Задавать такие вопросы особе, которая даже по заграничным законам уже совершеннолетняя, смешно. Конечно же, были первые поцелуи – из любопытства, в школьной раздевалке, и парень из параллельного класса был совершенно бестолковым поцелуйщиком. Потом, когда Илона сдавала вступительные экзамены в институт, угодила в веселую компанию будущих студентов, где-то все слонялись вечером, она и Саня Курченко отстали, целовались в кусте давно отцветшей сирени, потом пару раз встретились, опять целовались, но развивать эти амурные отношения Илона побоялась. Был еще Витя, брат однокурсницы Светы. Этот даже хотел жениться, но кто ж пойдет замуж за такого толстого? Девчонки засмеют! Но целовался он отлично. Потом был Костик… Значит, Юрка, Саня, Витька, Костик и… И все.
– Ну, знаешь ли! – опять возмутилась Илона. – За кого ты меня принимаешь?
– Сейчас разберемся.
Они стояли в сквере, спортивная сумка Яра – на скамейке, сам Яр, высокий и плечистый, с великолепной гривой русых волос, – прямо перед Илоной. Сходство с Буревым было умопомрачительное. Яр протянул руку – Илона ощутила его ладонь на затылке. Надо было что-то сказать, она приоткрыла рот.
Дальше все было медленно и неотвратимо.
Лицо Яра приближалось, приближалось, это длилось полторы вечности, и гравийная дорожка под ногами Илоны исчезла раньше, чем его губы коснулись ее губ.
Наступила головокружительная темнота. И безумие длилось еще несколько секунд после того, как Яр прекратил поцелуй.
Илона не знала, на что способно ее тело.
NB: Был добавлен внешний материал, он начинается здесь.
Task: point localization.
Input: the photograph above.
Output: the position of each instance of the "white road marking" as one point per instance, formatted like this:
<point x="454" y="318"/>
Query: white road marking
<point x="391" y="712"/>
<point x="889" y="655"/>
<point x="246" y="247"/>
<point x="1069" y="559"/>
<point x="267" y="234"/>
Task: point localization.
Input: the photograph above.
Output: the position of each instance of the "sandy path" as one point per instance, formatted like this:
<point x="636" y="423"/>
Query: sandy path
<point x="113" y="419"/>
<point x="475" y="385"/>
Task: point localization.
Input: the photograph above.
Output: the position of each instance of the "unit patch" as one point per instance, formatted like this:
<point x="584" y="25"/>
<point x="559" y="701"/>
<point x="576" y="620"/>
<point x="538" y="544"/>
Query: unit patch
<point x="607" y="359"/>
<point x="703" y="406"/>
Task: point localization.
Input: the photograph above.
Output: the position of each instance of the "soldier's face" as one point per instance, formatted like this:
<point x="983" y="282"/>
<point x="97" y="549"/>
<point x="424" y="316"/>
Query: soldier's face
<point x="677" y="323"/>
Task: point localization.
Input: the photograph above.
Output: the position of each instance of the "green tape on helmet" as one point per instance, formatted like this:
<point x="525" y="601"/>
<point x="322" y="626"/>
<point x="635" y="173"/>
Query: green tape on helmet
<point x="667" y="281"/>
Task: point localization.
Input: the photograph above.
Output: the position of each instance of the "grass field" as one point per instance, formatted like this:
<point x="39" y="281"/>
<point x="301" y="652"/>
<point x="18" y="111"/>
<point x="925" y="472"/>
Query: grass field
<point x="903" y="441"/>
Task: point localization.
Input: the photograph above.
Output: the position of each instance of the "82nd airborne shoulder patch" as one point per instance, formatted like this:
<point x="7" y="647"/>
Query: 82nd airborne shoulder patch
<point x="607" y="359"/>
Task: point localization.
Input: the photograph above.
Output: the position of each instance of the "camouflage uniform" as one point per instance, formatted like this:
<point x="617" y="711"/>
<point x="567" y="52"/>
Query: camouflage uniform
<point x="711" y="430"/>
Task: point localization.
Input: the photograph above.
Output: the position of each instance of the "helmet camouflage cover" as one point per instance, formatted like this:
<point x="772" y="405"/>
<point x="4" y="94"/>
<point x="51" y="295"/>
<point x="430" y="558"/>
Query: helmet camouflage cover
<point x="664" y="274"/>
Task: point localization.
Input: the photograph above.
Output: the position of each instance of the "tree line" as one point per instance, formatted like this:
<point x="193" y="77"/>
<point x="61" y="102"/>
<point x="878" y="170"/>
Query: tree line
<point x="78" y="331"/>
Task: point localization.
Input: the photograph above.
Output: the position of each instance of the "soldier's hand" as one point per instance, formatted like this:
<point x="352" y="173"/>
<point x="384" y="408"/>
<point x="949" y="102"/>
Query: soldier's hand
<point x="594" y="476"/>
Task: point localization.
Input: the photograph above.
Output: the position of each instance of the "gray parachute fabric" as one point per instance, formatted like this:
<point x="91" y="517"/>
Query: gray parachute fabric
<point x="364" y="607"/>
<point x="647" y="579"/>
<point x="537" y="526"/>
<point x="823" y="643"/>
Теперь она это узнала.
– Поняла, крошка? – спросил Яр. – Ну, я сделал все, что мог. С твоего Буревого причитается! Примерно так это должно быть – конечно, если ты его любишь.
Илона хотела выкрикнуть «да, люблю!», но растерялась: нельзя же так, любить одного, а целоваться с другим. Более того – нельзя любить так, как она любит Буревого, преданно и безнадежно, а целоваться с добрым приятелем, можно сказать – опекуном, вообще без всякой любви!